2.0 Developing for the IBM Streaming Analytics service

Edit me

Follow the steps in this tutorial to get started with the Python Application API by creating an application that reads data from a temperature sensor and prints the output to the screen. The application runs as a job in your instance of the Streaming Analytics service on IBM Bluemix.

The Streaming Analytics service is built on IBM Streams technology. You don’t need to install a local version of IBM Streams to build Python applications for the service.

This tutorial requires a Python 3.5 environment. Familiarity with Python is recommended.

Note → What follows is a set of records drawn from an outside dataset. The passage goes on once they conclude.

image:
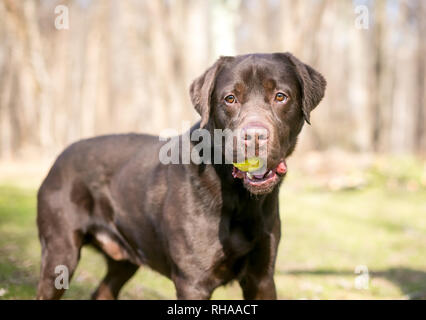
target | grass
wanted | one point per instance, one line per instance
(326, 235)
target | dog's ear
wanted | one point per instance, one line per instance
(312, 83)
(202, 88)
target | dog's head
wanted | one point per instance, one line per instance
(264, 99)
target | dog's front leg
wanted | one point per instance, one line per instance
(186, 289)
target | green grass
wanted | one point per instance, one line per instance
(326, 235)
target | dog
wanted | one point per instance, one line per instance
(200, 224)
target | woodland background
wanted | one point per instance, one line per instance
(126, 66)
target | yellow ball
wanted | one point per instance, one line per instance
(249, 165)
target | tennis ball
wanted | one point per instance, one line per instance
(249, 165)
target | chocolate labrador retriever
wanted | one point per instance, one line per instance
(202, 225)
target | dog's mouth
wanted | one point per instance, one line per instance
(261, 180)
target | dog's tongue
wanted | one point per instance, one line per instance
(282, 167)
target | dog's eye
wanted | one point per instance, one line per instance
(281, 97)
(230, 99)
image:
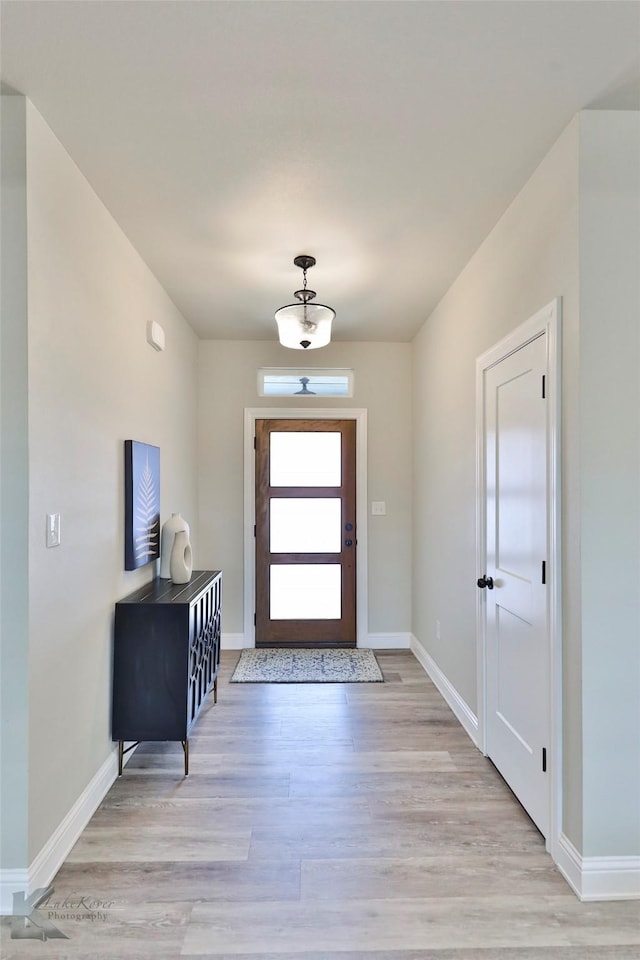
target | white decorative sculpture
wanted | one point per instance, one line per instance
(173, 525)
(181, 558)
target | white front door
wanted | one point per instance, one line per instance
(517, 618)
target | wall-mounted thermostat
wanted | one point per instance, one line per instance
(155, 335)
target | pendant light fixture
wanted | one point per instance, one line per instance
(304, 325)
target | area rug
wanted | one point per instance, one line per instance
(307, 666)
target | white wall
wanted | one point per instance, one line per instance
(610, 479)
(571, 232)
(14, 492)
(93, 382)
(228, 383)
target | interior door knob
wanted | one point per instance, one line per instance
(485, 582)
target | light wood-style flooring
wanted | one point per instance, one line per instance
(354, 822)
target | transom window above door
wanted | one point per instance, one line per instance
(304, 382)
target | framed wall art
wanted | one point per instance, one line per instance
(141, 504)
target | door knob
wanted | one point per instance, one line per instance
(485, 582)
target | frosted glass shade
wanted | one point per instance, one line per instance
(304, 326)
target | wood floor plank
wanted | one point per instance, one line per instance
(436, 923)
(324, 822)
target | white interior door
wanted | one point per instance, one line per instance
(517, 618)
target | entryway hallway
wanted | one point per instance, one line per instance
(355, 821)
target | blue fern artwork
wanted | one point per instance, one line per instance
(142, 503)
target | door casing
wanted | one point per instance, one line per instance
(251, 414)
(546, 321)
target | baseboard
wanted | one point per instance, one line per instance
(234, 641)
(11, 881)
(57, 848)
(389, 641)
(460, 707)
(598, 878)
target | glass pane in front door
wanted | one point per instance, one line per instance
(305, 532)
(305, 459)
(310, 591)
(305, 525)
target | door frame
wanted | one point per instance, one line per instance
(547, 321)
(251, 414)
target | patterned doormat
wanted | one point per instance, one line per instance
(307, 666)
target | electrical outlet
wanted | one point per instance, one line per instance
(53, 529)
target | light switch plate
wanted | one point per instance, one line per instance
(53, 529)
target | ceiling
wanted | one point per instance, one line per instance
(384, 138)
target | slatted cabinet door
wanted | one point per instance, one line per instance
(165, 660)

About streaming analytics applications

Streaming analytics applications are intended to run indefinitely because they meet the need for real-time data processing. (This is in contrast to applications created for the Apache Hadoop framework, which are intended to terminate when a batch of data is successfully processed.) For example, consider a company whose product scans temperature sensors across the world to determine weather patterns and trends. Because there is always a temperature, there is a perpetual need to process data. The application that processes the data must be able to run for an indefinite amount of time.

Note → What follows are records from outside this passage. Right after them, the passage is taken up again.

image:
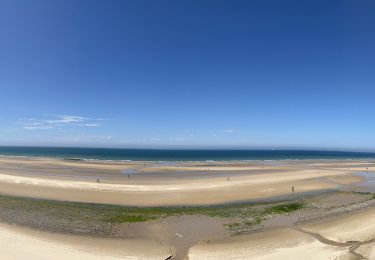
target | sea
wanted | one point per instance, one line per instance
(115, 154)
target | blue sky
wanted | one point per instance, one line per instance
(254, 74)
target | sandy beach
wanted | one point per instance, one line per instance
(335, 223)
(23, 243)
(153, 184)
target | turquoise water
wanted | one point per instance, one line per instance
(177, 155)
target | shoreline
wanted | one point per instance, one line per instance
(143, 184)
(187, 221)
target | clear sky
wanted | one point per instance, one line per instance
(255, 74)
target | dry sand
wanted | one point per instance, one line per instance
(21, 243)
(150, 184)
(185, 183)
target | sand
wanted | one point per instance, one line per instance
(150, 184)
(21, 243)
(278, 244)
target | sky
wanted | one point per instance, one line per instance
(197, 73)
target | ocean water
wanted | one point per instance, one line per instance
(176, 155)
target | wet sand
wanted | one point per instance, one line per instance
(350, 236)
(155, 184)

The application must also be scalable. If the number of temperature sensors doubles, the application must double the speed at which it processes data to ensure that analysis is available in a timely manner.

2.1 Setting up your Python environment

Follow these steps to set up your Python development environment. These steps assume that you are installing Python 3.5 from Anaconda on a Linux workstation.

  1. Ensure that you have Java 8 installed and the JAVA_HOME environment variable is set. To set the JAVA_HOME variable, enter the following command on the command line, replacing “1.x.x” with your Java version:
    export JAVA_HOME="/usr/lib/jvm/java-1.x.x-openjdk"
    
  2. Ensure that you have Python 3.5 installed. For example, you can get Python 3.5 from the Anaconda archive page. An Anaconda version that contains Python 3.5 is Anaconda3-4.2.x.

  3. Follow these steps to activate your Anaconda Python 3.5 environment:

    1. Ensure that the bin directory is added to the PATH environment variable. If necessary, add the bin directory by entering the following command on the command line:

       export PATH="~/anaconda3/bin:$PATH"
      
    2. To use Python 3.5 for the current session, enter the following command on the command line:

       conda create –n py35 python=3.5
      

      Enter y to proceed.

    3. Activate the 3.5 sub-environment with the following command on the command line:

       source activate py35
      
  4. Install the latest streamsx package with pip, a package manager for Python, by entering the following command on the command line:

    pip install --user --upgrade streamsx
    

2.2 Starting a Streaming Analytics service

Make sure that your Streaming Analytics service is running.

  • If you have a Streaming Analytics service in IBM Bluemix, make sure that it is started and running.
  • To create a new Streaming Analytics service:
    1. Go to the Bluemix web portal and sign in (or sign up for a free Bluemix account).
    2. Click Catalog, browse for the Streaming Analytics service, and then click it.
    3. Enter the service name and then click Create to set up your service. The service dashboard opens and your service starts automatically. The service name appears as the title of the service dashboard.

2.3 Creating your application

The remainder of this tutorial walks you through creating your application. The steps are broken up so that they can be run from the Python interpreter. If you prefer, you can copy the complete application, save it to a file, and run it in the Python 3.5 environment.

2.4 Setting up access to the service

The streaming application must be able to access the service. To set up access to the service:

  1. Start your Python environment by entering the following command on the command line:

    python
    
  2. Set your service credentials.
    1. On your Streaming Analytics service dashboard, click Service Credentials, and then click View Credentials. Copy your service credentials.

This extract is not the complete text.